His records of who owed what were cramped, chaotic and barely legible – so badly kept that customers would have had considerable difficulty understanding the entries.
The case divided the court four to three, with the majority ruling that it suited Kobelt’s customers to allow him to drain their bank accounts and he did not exploit them or take advantage of their lack of financial literacy.
It was as if the judges thought buying a car through book-up was “the same as buying a tub of olives at South Melbourne market”, one experienced regulator told Guardian Australia.
Consumer groups also heavily criticised the decision, with the Consumer Action Law Centre saying it showed the law was not working to protect customers and calling for the rules to be changed.

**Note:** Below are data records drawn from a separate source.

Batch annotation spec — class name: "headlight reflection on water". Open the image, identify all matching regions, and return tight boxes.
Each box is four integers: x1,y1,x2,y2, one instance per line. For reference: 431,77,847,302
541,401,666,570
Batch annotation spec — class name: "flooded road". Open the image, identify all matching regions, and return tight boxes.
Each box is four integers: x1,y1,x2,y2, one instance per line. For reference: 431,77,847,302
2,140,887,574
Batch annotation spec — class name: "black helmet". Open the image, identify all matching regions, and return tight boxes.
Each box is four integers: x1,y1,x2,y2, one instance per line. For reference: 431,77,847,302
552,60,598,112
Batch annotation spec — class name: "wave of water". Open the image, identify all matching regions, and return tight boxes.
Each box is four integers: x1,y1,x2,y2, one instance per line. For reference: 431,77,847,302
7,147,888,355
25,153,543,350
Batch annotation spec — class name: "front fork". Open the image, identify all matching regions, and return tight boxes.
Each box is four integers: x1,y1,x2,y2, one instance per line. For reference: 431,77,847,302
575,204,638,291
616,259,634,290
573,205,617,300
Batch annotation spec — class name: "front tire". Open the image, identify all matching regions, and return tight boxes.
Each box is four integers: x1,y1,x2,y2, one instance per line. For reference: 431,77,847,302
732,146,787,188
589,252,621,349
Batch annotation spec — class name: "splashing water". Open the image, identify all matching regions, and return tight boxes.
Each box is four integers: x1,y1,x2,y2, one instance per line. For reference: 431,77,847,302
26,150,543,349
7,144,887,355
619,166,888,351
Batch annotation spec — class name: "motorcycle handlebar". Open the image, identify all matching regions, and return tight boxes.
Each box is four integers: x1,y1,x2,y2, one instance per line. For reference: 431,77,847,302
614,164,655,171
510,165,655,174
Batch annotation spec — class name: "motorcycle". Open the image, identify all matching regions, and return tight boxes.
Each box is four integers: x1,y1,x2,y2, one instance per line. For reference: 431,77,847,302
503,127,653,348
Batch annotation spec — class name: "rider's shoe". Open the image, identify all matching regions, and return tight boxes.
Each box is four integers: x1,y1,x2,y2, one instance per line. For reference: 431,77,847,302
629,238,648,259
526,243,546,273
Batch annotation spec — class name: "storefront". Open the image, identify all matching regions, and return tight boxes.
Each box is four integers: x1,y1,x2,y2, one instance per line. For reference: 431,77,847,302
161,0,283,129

One of Victoria’s most senior judges, the president of the court of appeal, Chris Maxwell, also took aim at the decision last month, saying he would have decided the case differently.
In a speech to the legal community, Maxwell traced the history of unconscionable conduct all the way back to the courts of equity set up in the 15th century and pointed out that proving it generally relied on showing “that the stronger party had knowledge, or at least exhibited wilful ignorance, of the weaker party’s disability”.
And he drew from the dissent written by one of the three judges in the minority in the Kobelt case, James Edelman, to point out that over the past few decades parliament had repeatedly tried to expand the definition of unconscionable conduct “in continued efforts to require courts to take a less restrictive approach”.
He asked: “Are the courts still being too restrictive? Or is the problem with the standard?
“It would certainly promote better understanding by all concerned – and, it might be hoped, higher standards of conduct – if we had a prohibition on conduct which was ‘in all the circumstances unfair’,” he said.
‘Change the test’
Sims says Maxwell’s speech and Edelman’s dissent “have helped clarify my personal thinking and I think the thinking of other people in the ACCC.
“I don’t think this is a matter of criticising judges at all, I think it’s a matter of now we’ve clearly got an issue,” he says. “It’s up to the legislature to be clear about what they mean, and if what they mean is unfairness, which I think they do, then we should change the test to that.”
Judges are too out of touch and many are too old. Constantly letting violent scum and paedophiles back out on the street bears testament to that.
Maybe they should be elected and not appointed and maybe they should only have a defined term instead of sitting on the bench well into dementia.